KÜRTLER MERTTİR, NAMUSLUDUR
“Öcalan Kürtlerin bir değeridir.” diye yapılan bir açıklamanın da emir aldıkları hainlerin dışında bu vatanın hiçbir evladında karşılığı yoktur!
Biz, İYİ Parti olarak on binlerce insanımızı katleden bir caninin “Kürtlerin bir değeri” olarak pazarlanmasını asla kabul etmiyoruz!
Çünkü bizim için Kürtler, elinde on binlerin kanı olan bir teröristle aynı cümlede anılamayacak kadar değerlidir.
Çünkü Kürtler; merttir, namusludur, vicdanlıdır! Kürtler bu vatanın, has ve şerefli evlatlarıdır.
"BELLİ Kİ UNUTULMUŞ, O NEDENLE HATIRLATALIM"
“Kürtlerin bir değeri” diye pazarlanmak istenen bu cani, çarşıda pazarda bombalar patlatıp, binlerce masumun canına kıydı. Bu mudur Kürtlerin değeri?
Bu cani; sırf turizmi baltalamak için ormanları yaktı. Bu mudur Kürtlerin değeri?
Bu cani beşiğinde uyuyan bebekleri bile katletti.
Bu mudur Kürtlerin değeri?
Değerli dava arkadaşlarım; yere göğe sığdıramadıkları o sözde “değer”;
Sorgu sırasında “Beni idam etmeyin. Devlete her türlü yardımı yapacağım.
Bildiklerimin hepsini, size anlatacağım.’’ demişti…
Yunanistan’ın bomba eğitimi verdiğini, İtalya’nın plastik mayın sağladığını,
Ermenistan’ın kamplara lojistik destek verdiğini, Suriye’nin de hem lojistik hem de silah yardımı yaptığını bir bir anlatmıştı.
Yani; bundan 24 sene önce “değer” diye ambalajladıkları o katil, PKK’nın Türkiye’yi zayıflatmak için kullanılan bir maşa olduğunu aynı söylediği gibi, tek tek anlatmıştı…
ALIN O OYLAR SİZİN OLSUN
Memleketim batısı da doğusu da kuzeyi de güneyi de hep birlikte kalkınsın istiyoruz.

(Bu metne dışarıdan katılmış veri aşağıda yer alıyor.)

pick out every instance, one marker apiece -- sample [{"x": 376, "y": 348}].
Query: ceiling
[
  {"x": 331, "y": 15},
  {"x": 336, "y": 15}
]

Diyarbakır’ın da, Hakkari’nin de, Muş’un da huzura ve refaha kavuşmasını istiyoruz. Hepimiz için hukuk, hepimiz için adalet istiyoruz.
Çünkü biz bu cennet vatanda birlikte, kardeşçe yaşamak istiyoruz.
Ama onlar, terör propagandasından vazgeçmiyorlar. Demokrasi diye ambalajlayıp kurucu değerlerimize saldırmaktan vazgeçmiyorlar. Her fırsatta, her yerde, bu caniye methiyeler dizip milletimize hakaret etmekten vazgeçmiyorlar.
Ama buradaki asıl sorun ne Türkiye’yle ne de Türk milletiyle zaten hiçbir bağı olmayan, bu uzaktan kumandalı şer odağı değildir. Asıl sorun onlara bu cüreti verenlerdir. Bir belediye kazanmak uğruna, teröristin mektubunu okutanlardır.
Açılım sürecinde, utanmadan, teröristten Gandi çıkarmaya çalışanlardır.
Oy uğruna, şekilden şekle giren partiler; kimi kapının arkasında, kimi de kapının önünde yapılan diplomasiler, her seçim öncesinde kapılarında paspas olan siyasetçilerdir.
Ve nitekim; maşanın da maşası olan bu siyasi parti görünümlü yapıyı her seçimde bir aktör haline getiren de, ittifak diye diye insanımızı bir rakama indirgeyen bu yozlaşmış kutup siyasetinin ta kendisidir.
Biz; terörist başını lider, pkk’yı pusula, Kürtleri de, pazarlıkta kullanılacak kaldıraç gören bu kirli zihniyeti reddediyoruz.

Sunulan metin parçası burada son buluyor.